In some of my past instances of forgiveness, I was further along the road than I at first realized, because my own worn-out stories about the state of my heart were long overdue to change. My soul and my relationships really had undergone some shifts, but it took me time to see that.

Name the Graces

It can help to stop and name the graces. For example, perhaps we have grown to understand another person’s views just a little more. Sure, maybe there is still some distance between the parties, but the distance is less now. That is a grace. Or perhaps we find that the need to feel understood by the other person has dissipated, because we have discovered how much God understands and has been faithfully accompanying us. Maybe we find ourselves simply more cheerful, generous, or freer than before.

Ask God to help you review what you have experienced so far—whether you feel close or far from the end of this process of forgiveness—and look for the grace. Where have you experienced God’s gracious love so far? How would you like to respond?


Participating in our Lenten read-along of The Ignatian Guide to Forgiveness? Introduce yourself in the comments below!

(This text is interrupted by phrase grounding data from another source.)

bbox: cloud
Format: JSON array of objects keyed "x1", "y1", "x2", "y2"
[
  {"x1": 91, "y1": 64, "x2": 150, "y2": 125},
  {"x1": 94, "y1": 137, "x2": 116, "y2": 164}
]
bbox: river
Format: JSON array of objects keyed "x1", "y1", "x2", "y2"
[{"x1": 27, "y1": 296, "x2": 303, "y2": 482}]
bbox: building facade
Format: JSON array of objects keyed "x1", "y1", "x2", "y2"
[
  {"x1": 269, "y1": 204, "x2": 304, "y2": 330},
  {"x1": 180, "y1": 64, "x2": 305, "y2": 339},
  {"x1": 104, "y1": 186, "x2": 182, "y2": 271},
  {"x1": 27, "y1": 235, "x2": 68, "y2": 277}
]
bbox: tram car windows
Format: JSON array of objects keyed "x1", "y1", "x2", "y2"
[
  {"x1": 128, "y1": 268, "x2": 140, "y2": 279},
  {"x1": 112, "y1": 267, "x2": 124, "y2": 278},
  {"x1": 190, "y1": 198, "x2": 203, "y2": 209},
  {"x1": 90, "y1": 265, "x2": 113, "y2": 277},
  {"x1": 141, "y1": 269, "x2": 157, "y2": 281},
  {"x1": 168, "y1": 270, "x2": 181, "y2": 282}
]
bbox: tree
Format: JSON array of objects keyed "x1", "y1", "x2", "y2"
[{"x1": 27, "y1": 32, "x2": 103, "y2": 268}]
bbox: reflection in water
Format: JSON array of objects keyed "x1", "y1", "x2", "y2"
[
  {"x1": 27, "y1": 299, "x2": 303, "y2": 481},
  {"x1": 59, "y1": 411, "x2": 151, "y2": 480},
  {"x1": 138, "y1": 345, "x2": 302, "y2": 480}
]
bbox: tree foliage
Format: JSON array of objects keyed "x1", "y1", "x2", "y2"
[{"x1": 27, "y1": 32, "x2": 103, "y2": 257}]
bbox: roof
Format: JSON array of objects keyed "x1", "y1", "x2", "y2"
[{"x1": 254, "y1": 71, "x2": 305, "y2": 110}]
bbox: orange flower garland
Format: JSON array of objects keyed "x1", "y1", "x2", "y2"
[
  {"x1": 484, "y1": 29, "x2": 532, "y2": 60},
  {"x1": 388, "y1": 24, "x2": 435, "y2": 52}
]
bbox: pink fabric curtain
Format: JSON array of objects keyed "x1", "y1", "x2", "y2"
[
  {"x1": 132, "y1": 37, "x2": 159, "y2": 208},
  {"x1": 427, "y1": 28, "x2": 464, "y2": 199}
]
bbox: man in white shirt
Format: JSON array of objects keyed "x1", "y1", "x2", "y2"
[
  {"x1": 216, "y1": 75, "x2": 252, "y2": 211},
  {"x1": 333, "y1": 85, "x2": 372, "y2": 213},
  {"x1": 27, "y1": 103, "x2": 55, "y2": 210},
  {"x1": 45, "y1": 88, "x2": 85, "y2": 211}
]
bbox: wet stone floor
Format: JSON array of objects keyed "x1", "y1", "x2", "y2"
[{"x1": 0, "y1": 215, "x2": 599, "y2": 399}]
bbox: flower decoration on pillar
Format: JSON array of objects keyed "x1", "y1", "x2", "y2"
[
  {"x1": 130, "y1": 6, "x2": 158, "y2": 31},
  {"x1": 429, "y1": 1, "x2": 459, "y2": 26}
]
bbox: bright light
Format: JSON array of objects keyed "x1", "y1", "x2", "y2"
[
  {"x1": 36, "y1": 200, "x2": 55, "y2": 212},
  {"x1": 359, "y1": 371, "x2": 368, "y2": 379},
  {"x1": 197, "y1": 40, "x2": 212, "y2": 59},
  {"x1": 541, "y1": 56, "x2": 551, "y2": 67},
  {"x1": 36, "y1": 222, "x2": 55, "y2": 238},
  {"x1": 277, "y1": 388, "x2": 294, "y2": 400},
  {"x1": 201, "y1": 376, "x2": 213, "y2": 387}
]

And post your thoughts, favorite quotes, or reactions with #lentreadalong on social media.

4 COMMENTS

  1. The process of forgiveness is not about reaching some sort of personal perfection. Ruminating on our (& others) shortcomings may not be particularly helpful, much better to be gentle on ourselves. We should be able to offer insights and express our thoughts freely to those who have hurt us (and those we have hurt). I experience God’s gracious love every day, right in the midst of my (and others) messiness.

  2. Yes, forgiveness has been a process for me and cannot be rushed just because I want to move on. Things occur in God’s time and changed attitudes and hearts take time…I need to see my part in these broken or wounded relationships…perhaps, I’ve expected too much from someone else, or maybe my low self esteem or lack of gratitude has caused me to seethe with jealousy. Also, my pride can block inner healing…Most importantly, I need to try to understand where another is coming from….this happens with God’s grace and through talking it out with spiritually mature neutral third parties who have no involvement. I can only control my part and the rest is indeed in God’s hands.